Çocuklara saygı duyma, meslek etiğini bilme ve uygulama, öğrencinin problem çözme yeteneğini geliştirebilme, eleştirel düşünme yeteneğini geliştirebilme, öğrenci kişiliğini geliştirmeye katkıda bulunma, gelişmeye ve yeniliğe açıklık,

meslektaşlarıyla işbirliği yapabilme gibi etkinlikler belli başlı öğretmen yetkinlikleri olarak kabul edilmektedir.

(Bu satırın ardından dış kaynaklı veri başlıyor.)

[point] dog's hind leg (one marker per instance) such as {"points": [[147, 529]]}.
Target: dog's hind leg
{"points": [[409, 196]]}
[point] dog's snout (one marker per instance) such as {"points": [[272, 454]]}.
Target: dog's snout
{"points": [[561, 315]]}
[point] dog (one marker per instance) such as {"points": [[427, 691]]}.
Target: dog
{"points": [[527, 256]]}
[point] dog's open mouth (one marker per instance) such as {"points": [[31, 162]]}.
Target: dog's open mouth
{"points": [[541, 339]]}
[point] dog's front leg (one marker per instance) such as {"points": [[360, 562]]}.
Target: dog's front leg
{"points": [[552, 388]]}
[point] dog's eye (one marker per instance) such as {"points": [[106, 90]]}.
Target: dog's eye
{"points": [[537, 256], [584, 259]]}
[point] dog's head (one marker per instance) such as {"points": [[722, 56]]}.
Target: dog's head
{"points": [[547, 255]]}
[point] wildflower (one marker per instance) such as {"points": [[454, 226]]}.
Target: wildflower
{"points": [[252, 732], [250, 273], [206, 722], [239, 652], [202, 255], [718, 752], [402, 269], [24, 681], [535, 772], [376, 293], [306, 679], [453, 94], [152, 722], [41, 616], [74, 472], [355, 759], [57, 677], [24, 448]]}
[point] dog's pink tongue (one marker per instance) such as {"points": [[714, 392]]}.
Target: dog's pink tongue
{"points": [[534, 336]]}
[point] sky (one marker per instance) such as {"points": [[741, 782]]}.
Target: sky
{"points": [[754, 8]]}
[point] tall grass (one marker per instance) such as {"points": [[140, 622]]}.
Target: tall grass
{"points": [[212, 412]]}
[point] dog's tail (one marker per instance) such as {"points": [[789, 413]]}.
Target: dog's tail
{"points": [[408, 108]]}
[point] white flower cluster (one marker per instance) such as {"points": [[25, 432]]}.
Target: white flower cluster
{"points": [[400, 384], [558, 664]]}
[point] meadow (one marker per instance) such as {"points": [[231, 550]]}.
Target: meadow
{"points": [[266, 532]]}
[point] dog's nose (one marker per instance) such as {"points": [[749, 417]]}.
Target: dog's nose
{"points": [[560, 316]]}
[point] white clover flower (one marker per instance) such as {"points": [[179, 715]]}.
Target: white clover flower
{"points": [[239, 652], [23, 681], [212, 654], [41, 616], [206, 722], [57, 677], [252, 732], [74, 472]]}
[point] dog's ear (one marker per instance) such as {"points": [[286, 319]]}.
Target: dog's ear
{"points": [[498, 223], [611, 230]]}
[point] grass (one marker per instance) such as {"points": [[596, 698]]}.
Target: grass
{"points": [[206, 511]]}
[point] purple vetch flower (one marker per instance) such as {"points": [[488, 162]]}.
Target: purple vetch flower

Sınıf içinde öğretmen, emir veren ve emri yerine getirilen kişi olmayan, kolaycılıktan kaçınan, bütün çocukların sesiz olmasını ve aynı kapasiteye sahip olmayacağını bilen, güçlü olduğu düşüncesiyle sınıf içinde şiddet uygulamayan, bilgisini, uzmanlığını konuşturan, çocuğun güçsüzlüğünü vurgulamayan; kontrolü eline alan ancak bu kontrolle sınıfta terör estirmeyen kişi olmalı. Aynı zamanda bilgiyi dayatmayan, dinleyen, göstermelik olmayan, derse katılmayı özendiren, barışçıl, öğrencileriyle beraber okuyan, meraklı; cinsiyetçilikten ve her türlü önyargı, ayrımcılıktan arınmış; öğretirken öğrenen; öğrenmenin büyüsünü, cazibesini kavramış, hisseden ve hissettirebilen; en önemlisi, öğrenciye saygılı, onu hiçbir biçimde kıyaslamayan, incitip aşağılamayan öğretmenlere gereksinme vardır.

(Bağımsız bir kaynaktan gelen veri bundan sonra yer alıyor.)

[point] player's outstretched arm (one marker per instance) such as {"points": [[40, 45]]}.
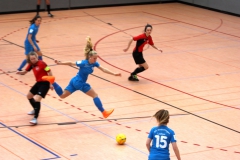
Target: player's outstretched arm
{"points": [[21, 72], [65, 63], [105, 70], [156, 48]]}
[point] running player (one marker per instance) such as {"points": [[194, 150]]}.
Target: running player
{"points": [[161, 136], [41, 87], [79, 81], [48, 7], [142, 40], [30, 43]]}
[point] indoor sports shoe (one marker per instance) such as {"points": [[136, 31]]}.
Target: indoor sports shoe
{"points": [[50, 79], [34, 121], [50, 15], [31, 112], [133, 78], [107, 113]]}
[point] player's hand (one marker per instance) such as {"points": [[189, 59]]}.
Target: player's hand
{"points": [[35, 48], [160, 50], [125, 50], [117, 74], [20, 72], [57, 61]]}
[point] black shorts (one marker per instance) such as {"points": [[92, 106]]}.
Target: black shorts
{"points": [[138, 57], [40, 88]]}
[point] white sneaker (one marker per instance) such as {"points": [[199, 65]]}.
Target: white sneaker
{"points": [[34, 121], [31, 112]]}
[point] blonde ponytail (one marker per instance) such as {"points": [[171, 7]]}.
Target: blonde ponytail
{"points": [[162, 117]]}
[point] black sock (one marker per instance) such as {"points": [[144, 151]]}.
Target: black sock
{"points": [[38, 8], [138, 70], [32, 102], [37, 109], [48, 8]]}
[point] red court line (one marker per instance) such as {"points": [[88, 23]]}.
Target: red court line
{"points": [[116, 122], [95, 46], [11, 152], [192, 24]]}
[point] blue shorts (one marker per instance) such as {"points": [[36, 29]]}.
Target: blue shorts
{"points": [[29, 48], [77, 84]]}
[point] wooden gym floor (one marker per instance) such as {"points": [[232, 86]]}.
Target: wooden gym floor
{"points": [[196, 78]]}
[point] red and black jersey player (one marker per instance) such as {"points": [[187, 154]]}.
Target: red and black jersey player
{"points": [[142, 40], [41, 87]]}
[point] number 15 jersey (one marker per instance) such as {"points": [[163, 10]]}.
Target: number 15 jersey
{"points": [[161, 137]]}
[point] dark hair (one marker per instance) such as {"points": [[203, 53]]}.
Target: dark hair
{"points": [[88, 51], [32, 53], [162, 116], [34, 19], [148, 25]]}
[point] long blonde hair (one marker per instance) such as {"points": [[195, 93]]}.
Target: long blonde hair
{"points": [[162, 117], [88, 51]]}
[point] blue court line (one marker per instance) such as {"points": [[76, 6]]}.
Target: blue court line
{"points": [[30, 140], [113, 138]]}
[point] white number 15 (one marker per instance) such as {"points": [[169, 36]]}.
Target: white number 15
{"points": [[161, 139]]}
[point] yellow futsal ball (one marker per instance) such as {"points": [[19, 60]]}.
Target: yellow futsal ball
{"points": [[121, 138]]}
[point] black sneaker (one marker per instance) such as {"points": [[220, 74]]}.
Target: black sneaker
{"points": [[133, 78], [50, 15]]}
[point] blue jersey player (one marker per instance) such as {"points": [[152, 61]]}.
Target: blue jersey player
{"points": [[79, 81], [161, 136], [30, 43]]}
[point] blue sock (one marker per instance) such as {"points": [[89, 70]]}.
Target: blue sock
{"points": [[24, 62], [98, 103], [57, 88]]}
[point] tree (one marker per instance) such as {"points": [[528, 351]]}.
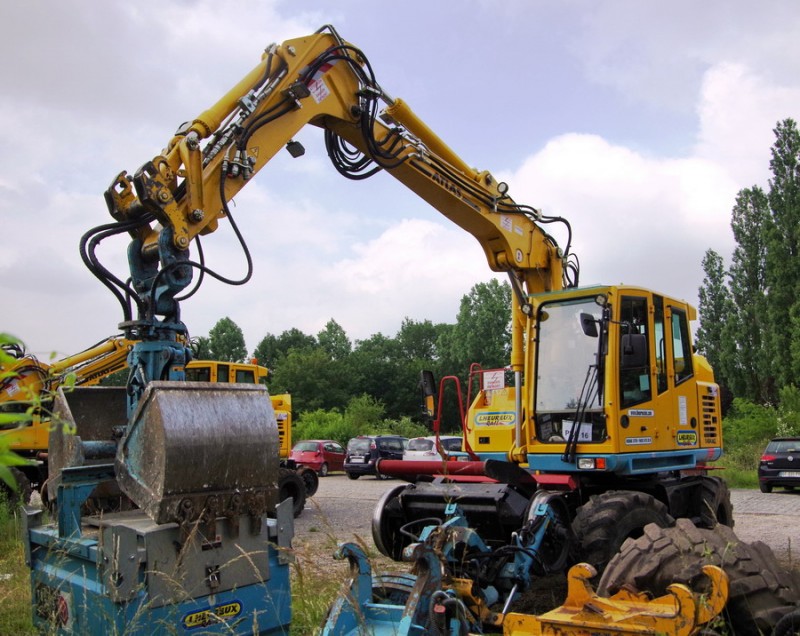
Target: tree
{"points": [[334, 341], [226, 342], [716, 311], [745, 359], [272, 348], [482, 332], [314, 380], [783, 254]]}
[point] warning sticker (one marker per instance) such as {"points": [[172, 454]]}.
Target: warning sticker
{"points": [[212, 616], [495, 419]]}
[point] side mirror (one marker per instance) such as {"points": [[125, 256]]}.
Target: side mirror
{"points": [[589, 325], [427, 384], [634, 351]]}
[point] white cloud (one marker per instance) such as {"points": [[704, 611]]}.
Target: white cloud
{"points": [[737, 111], [635, 219]]}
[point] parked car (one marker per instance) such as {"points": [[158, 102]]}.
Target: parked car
{"points": [[363, 451], [780, 464], [424, 448], [322, 455]]}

Eleştirel düşünme becerilerinin öğretiminde öğretmenlerin sorumlulukları, öğrencileri cesaretlendirmek, onların fikirlerini ve girişimlerini küçümsememek, öğrencileri derse karşı hırslandırmak, öğrencilere hatalardan ders almalarını öğretmek, öğrencilere konu bilgisinin gerekliliğini kavratmak, öğrencilerin hayal güçlerini geliştirmek, yanlışlarının düzeltilebilineceğini ifade ederek hata yapmaktan korkmamalarını sağlamaktır. Öğrencilerde olumlu tutum gelişimini sağlamak, öğrencilere dürüstlük aşılamak, öğrencilerin yaratıcılıklarını geliştirmek, öğrencilerin planlamaya ve çözümlemeye önem vermelerini sağlamaktır (Yağcı, 2006: 51-52). Doğanay ve Kara (Demir, 2006)’ ya göre ise öğretmenler, öğrencilerin eleştirel düşünmeleri şu etkinliklerle geliştirilebilir:

 Çelişkili konular üzerinde tartışmalar açıp fikir mücadelesi yaptırmak,

 Öğrencilerin çelişkili görüşleri ele alan tarihi olay kahramanı rolünü oynamalarını sağlamak,

 Öğrencilerin farklı görüşleri ortaya koyan televizyon programlarını izleyip toplumsal konularla ilgili toplantılara katılmalarını sağlamak,

 Öğrencilerin güncel toplumsal sorunlar üzerindeki fikirlerini yayın organlarına anlatan mektuplar yazmalarını sağlamak,

 Yetişkin öğrencilerin gazete makaleleri ve diğer materyalleri inceleyerek ve gözle görülebilir eğilimleri bulmalarını sağlamak,

 Öğrencilerin kendilerinden farklı olan diğer gelenekleri yansıtan literatürü okumalarını ve tartışmalarını sağlamak (Demir, 2006: 66).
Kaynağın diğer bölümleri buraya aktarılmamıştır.